Nevertheless, Intel CEO Paul Otellini wrote in a letter attached to the report that finding ways to reduce the impact of its continuing success on society will remain an important goal over the next several years. "We have an ambitious vision for the next decade: Create and extend computing technology to connect and enrich the lives of every person on earth," he wrote. "We continued to face challenges in the areas of water conservation and chemical waste reduction, but we have set new 2020 environmental goals to drive continuous improvement in both our manufacturing operations and the energy efficiency of our products."
I will be exploring some of the opportunities, challenges, and successes identified by Intel in future blogs. For now, I would like to share with you the critical factors detailed by the company in the report. It was particularly interesting that Intel put supply chain management at the core of its corporate responsibility strategy. After I pored over the full report, my initial conclusion was that the company had listed some admirable supply chain goals, but the challenges in achieving them are equally daunting for an enterprise of this size. It must balance the demands of its growth strategy with the potential impact on the environment.
Intel puts its "Goals for 2012 and Beyond" in five categories: environment, employees, supply chain, society, and governance. Here are the key elements of the environment and supply chain goals as detailed in the Intel report. I will discuss the other categories in future blogs.
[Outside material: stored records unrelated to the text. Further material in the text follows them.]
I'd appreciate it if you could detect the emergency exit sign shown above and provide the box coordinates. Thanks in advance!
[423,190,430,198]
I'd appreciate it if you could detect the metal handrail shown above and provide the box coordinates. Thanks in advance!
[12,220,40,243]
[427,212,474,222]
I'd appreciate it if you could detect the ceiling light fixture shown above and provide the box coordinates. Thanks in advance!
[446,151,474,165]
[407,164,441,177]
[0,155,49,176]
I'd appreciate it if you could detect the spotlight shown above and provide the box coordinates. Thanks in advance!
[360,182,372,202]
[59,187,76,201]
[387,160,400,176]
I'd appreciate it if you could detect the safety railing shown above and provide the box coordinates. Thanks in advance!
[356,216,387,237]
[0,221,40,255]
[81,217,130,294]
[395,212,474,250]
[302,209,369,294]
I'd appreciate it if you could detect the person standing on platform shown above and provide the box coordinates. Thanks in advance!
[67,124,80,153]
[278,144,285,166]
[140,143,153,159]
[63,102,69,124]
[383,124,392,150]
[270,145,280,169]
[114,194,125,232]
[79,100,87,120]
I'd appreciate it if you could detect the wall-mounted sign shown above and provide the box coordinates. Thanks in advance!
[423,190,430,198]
Reduce direct greenhouse gas emissions by 10% on a per chip basis by 2020 from 2010 levels.
Achieve additional energy savings of 1.4 billion kWh from 2012 to 2015, and publish additional energy conservation targets for 2016−2020 in our 2012 report.
Reduce water use per chip below 2010 levels by 2020...
Achieve zero chemical waste to landfill by 2020.
Achieve a 90% solid waste recycle rate by 2020.
Reduce chemical waste generation by 10% on a per chip basis by 2020 from 2010 levels.
Implement an enhanced "green" chemistry screening and selection process for 100% of new chemicals and gases by 2020.
Design all new buildings to a minimum LEED Silver Certification level between 2010 and 2020.
Increase the energy efficiency of notebook computers and data center products 25x by 2020 from 2010 levels.
Complete or review 50 on-site supplier audits to drive reduction in priority and major findings, and faster time to closure.
By the end of 2012, demonstrate that our microprocessors are validated as conflict-free for tantalum; and by the end of 2013, manufacture the world's first microprocessor fully validated as conflict-free across all four minerals.
Set expectations for our top Tier 1 suppliers on the reporting of greenhouse gas emissions, water, and waste metrics, and on the establishment of reduction goals. Request that our top 75 suppliers publish Global Reporting Initiative (GRI)-based sustainability reports beginning in 2013.
Reduce the weight of our packaging by 25% from 2011 levels.
Establish a 100% "green" Intel ground transportation fleet by 2016.
Include historically under-represented businesses in 100% of all eligible bidding opportunities.